By Julia Jacobs of The New York Times - July 21, 2019

When two children’s television producers from the East Coast set out to make a show about an Alaska Native girl whose parents run a rural trading post, there was no question that they would need some cultural guidance.

Dorothea Gillim, who was executive producer of the “Curious George” television series, grew up in Rochester, N.Y., where the grocery chain Wegmans originated, and she had long imagined a children’s show that centered on a store that was the hub of the community. The show’s other creator, Kathy Waugh, who was a writer on “Arthur,” envisioned a story about an adventurous young girl living in a remote area.

The setting for the show came to Gillim in 2015, when the news media was covering President Obama’s trip to Alaska. On the eve of the visit he announced that the name of Mount McKinley, the highest mountain in North America, would be restored to Denali, its Alaska Native name. 

The show that the producers dreamed up, called “Molly of Denali,”ended up becoming a PBS cartoon about a 10-year-old Athabascan girl with a video blog about life in rural Alaska. PBS says it is the first nationally distributed children’s series with a Native American lead.

The show, which premieres across the country on Monday, was written for children ages 4 to 8. It follows the spunky and inventive Molly Mabray and her friends as they solve kid-friendly problems, like earning enough money to buy an inflatable tube to ride on the water or finding ways to keep four-legged creatures out of their garden.

It also represents what is perhaps PBS’s most ambitious effort yet to educate its young viewers about a distinct cultural group, while investing in making sure that members of that group are involved at every level of production. 

The core narrative of the show involves Molly making new connections to her Native identity. But neither of the creators had Native roots, and they knew they would need to educate themselves about the cultural heritage of their main character. PBS and the Corporation for Public Broadcasting, the nonprofit that distributes federal funds to public broadcasting stations and programs, including “Molly of Denali,” urged the producers to find a way to intimately involve Alaska Native people in the making of the show.

In the past, one or two cultural advisers might have been considered sufficient for informing a children’s show about an Alaska Native family. But for a television show created in 2019, after years of reckoning with inadequate representation in television and film, there’s an understanding in the industry that Alaska Native people should be integral to the process of telling a story about themselves. 

“For so long people have come in and literally just taken our stories and have done what they wanted with them,” said Princess Daazhraii Johnson, a creative producer and writer on “Molly,” who is Neets’aii Gwich’in. (The character Molly’s cultural heritage is from three Athabascan groups: Gwich’in, Koyukon and Dena’ina.)

To make sure they got the show right, the Boston public broadcaster WGBH, which produced the show, involved more than 60 people who are Alaska Native, First Nations or Indigenous in writing the scripts, advising on cultural and linguistic issues, recording the theme song and voicing the characters. “We recognized our own ignorance of the subject and we didn’t want to repeat stereotypes,” Gillim said.

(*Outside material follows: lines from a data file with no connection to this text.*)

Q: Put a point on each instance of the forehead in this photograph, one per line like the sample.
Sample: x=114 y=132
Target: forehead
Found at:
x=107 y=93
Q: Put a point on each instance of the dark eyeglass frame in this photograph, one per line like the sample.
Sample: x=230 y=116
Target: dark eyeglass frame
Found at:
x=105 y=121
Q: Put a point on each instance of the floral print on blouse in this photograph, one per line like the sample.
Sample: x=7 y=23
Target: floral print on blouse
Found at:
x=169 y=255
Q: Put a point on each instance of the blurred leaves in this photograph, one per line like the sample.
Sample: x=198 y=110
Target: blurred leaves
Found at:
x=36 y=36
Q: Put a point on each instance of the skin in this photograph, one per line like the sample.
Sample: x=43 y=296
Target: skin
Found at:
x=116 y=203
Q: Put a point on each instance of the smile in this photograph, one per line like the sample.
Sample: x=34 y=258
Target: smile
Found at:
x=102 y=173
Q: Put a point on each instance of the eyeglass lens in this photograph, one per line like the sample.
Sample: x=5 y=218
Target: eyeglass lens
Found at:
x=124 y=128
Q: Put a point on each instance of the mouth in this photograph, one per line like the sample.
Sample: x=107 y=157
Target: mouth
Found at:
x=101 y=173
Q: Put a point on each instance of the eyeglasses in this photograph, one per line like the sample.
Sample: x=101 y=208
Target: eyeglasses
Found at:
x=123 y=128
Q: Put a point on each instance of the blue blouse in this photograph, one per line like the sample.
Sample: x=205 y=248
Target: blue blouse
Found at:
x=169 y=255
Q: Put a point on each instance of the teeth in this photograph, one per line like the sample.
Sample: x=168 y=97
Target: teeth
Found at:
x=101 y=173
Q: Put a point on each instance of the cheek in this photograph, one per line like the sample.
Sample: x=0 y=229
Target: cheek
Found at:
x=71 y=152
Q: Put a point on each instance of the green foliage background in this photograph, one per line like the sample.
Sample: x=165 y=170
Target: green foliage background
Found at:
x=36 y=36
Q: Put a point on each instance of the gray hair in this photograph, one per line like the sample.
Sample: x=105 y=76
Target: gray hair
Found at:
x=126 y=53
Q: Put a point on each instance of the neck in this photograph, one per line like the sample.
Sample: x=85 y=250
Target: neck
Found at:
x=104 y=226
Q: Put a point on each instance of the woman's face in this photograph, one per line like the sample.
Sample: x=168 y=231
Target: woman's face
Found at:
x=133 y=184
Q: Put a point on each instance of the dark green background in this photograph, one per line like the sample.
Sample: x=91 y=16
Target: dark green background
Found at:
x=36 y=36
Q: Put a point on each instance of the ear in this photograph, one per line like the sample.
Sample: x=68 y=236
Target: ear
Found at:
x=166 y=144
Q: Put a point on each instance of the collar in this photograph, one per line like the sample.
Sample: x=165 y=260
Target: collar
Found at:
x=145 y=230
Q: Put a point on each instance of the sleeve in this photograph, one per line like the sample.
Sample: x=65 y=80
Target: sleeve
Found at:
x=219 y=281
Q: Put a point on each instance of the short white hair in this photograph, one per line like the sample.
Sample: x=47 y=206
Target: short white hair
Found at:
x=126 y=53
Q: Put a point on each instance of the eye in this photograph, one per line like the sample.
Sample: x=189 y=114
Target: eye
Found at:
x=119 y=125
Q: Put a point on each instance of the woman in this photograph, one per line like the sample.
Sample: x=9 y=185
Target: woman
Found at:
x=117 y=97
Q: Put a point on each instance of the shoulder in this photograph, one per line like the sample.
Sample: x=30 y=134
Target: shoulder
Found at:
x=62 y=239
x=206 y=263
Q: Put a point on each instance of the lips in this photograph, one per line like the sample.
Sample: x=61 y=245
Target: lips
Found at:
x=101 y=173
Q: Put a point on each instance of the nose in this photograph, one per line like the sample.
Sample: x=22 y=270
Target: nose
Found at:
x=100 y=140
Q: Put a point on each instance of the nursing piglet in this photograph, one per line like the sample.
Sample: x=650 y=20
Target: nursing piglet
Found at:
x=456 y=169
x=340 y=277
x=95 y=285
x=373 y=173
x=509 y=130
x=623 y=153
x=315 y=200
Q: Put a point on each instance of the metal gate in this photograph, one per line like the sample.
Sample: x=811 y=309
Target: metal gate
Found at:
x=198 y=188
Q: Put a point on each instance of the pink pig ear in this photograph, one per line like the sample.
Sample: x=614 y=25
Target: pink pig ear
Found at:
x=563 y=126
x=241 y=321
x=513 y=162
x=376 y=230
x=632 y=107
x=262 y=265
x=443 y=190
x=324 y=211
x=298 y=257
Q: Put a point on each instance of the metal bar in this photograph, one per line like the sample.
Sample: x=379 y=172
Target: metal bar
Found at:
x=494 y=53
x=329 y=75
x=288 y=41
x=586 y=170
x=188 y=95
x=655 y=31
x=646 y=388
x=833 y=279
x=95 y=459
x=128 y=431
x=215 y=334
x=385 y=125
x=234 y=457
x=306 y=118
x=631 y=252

The production had cultural advisers from each region of Alaska that the show addresses, and for each animated Native character, they hired a voice actor who was of either Alaska Native or First Nations heritage. It’s a scope of inclusion rarely seen in children’s television, one the show’s Native writers and advisers hope becomes a new standard for how TV producers handle specific cultural identities.

Growing up in the 1980s, Johnson, the “Molly” writer, said she remembers few Native role models in the media and troubling racist portrayals of Native Americans in television and film. Even now, stories in mainstream pop culture about Native American communities tend to rely on tropes about “savage” or “noble” warriors and focus on the anguish of poverty and alcoholism, instead of showing Native Americans in everyday roles, according to a report released last year by the First Nations Development Institute, a nonprofit focused on improving the economic conditions of Native Americans.

Instead of outsiders continuing to co-opt and misrepresent Native culture, “we have to be a part of informing what that image is, and we have to be at every level of production,” Johnson said.

Not all shows have the funding to reach that goal, said Linda Simensky, the vice president of children’s programming at PBS. “Molly” could because the show received support from the U.S. Department of Education and the Corporation for Public Broadcasting, she added.